Back to the left of the hitch is a lever that releases the pressure circuit on the hydrostatic transmission. Turn the tractor engine off and push that lever all the way in. Start and see if that corrected the problem.


----------



## brendanjohn (Jul 8, 2017)

Dear RC - many thanks - but just looked underneath and the higher (longer) belt has come adrift - I imagine that's the problem, but it seems impossible to put back - the forward thing it goes round is fixed and very hard to get at.
As there's zero effect on pushing the pedals then I imagine the belt is more likely to be the problem than the hydrostatic transmission - though to be honest I am an utter beginner in all this!
Any thoughts?


----------



## RC Wells (Dec 26, 2008)

Responded before your last post regarding the main drive belt. Do you have the Operator's Manual? It is pretty helpful for removing the deck and drive belt for that assembly.

You need to remove the cutter deck, the cutter drive belt, and slide all that assembly out of the way.

If you can lift the tractor high enough safely it is possible to remove the old belt and thread in the new one from the bottom. You will see all the linkages and tensioner components that have to be unhooked, moved, etc.

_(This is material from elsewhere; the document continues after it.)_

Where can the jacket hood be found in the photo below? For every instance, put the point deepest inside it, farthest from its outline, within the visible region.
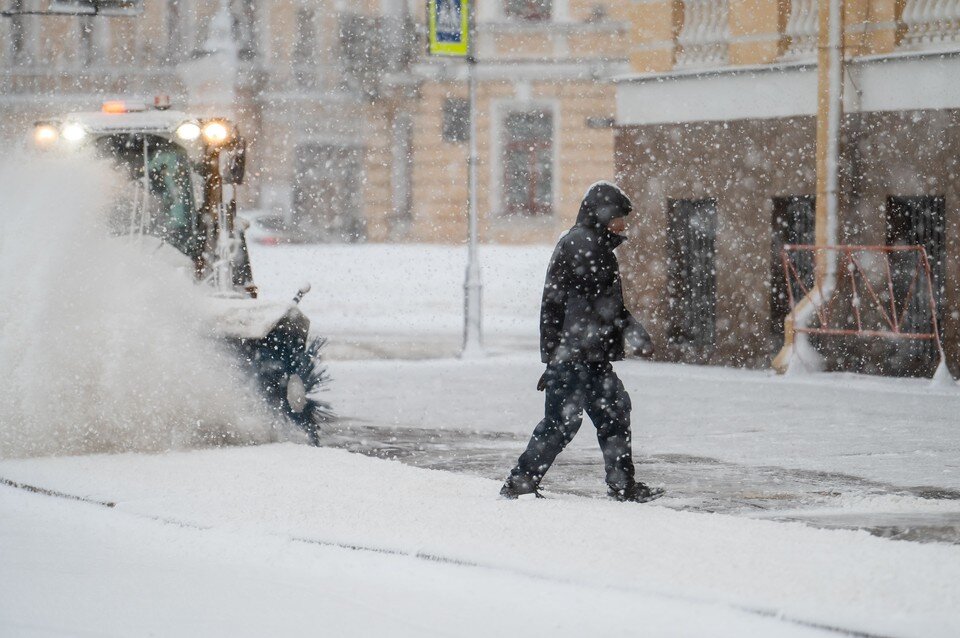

It is generally easier for most homeowners to remove the fenders and floorboard unit once the mower deck has been removed, then you will be able to see the tensioner and pulleys for the drive belt and can reach everything from the top. 

The replacement belt is a A98 Dayco Super II.


----------



## brendanjohn (Jul 8, 2017)

Hi
thanks for such a quick and full reply.
Bit put off by what the operators manual says! I quote
"If you undertake to replace a belt yourself you must be VERY careful that the ....tension is set accurately"
It then tells you how to get the correct tension (applying a 2KG pulls to check it etc. seems very tricky).
The belt you mentioned is a Transmission Drive Belt - but nowhere in the manual does it mention this - does this need to be tensioned correctly?
Is this really a job for the professional - I really don't want it to be but it sounds difficult and technical!
Brendan


----------



## RC Wells (Dec 26, 2008)

Yes, the drive belt requires tensioning. Those instructions are in the professional repair manual, but similar to what is required with the deck belt. Most professionals tension the belts by feel, but that is an acquired skill from working on belt driven equipment.

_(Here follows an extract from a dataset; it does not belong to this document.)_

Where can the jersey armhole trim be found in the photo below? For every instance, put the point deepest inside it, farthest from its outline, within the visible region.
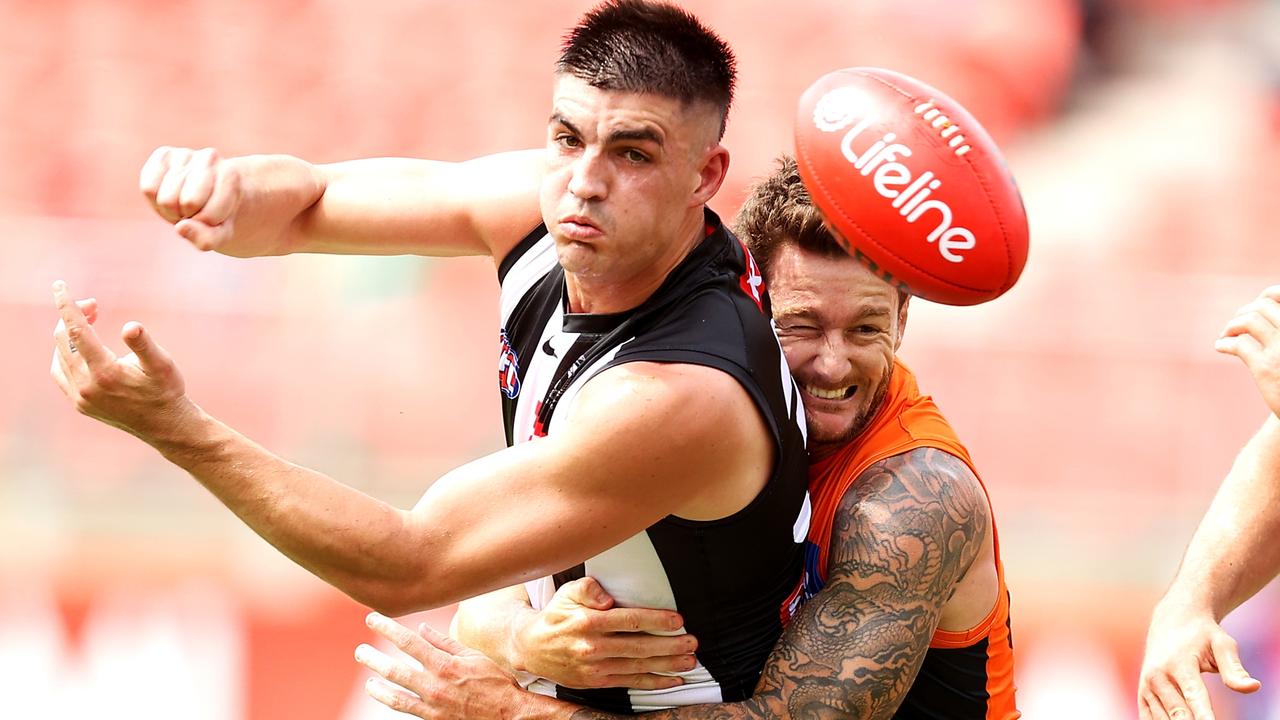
(519, 250)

If the work required is new to you, I recommend you go to a professional. These are excellent tractors, and a few bucks for professional help is generally very cost effective on something that will last another twenty years with good maintenance.


----------



## brendanjohn (Jul 8, 2017)

RC Wells said:


> Yes, the drive belt requires tensioning. Those instructions are in the professional repair manual, but similar to what is required with the deck belt. Most professionals tension the belts by feel, but that is an acquired skill from working on belt driven equipment.
> 
> If the work required is new to you, I recommend you go to a professional. These are excellent tractors, and a few bucks for professional help is generally very cost effective on something that will last another twenty years with good maintenance.


Many thanks for all the time you've spent on this - good advice which I shall follow - all I need now is to find a nearby mechanic to do the work (I live in VERY rural France!). 
cheers
Brendan


----------



## brendanjohn (Jul 8, 2017)

Sorry, RC, one last question - if the transmission belt came off do I assume it needs to be replaced (it has several nicks in it). Could I not simply release the tension lever and replace the belt? I only ask this because of the possible difficulties involved in getting a local professional to do it.
Thanks


----------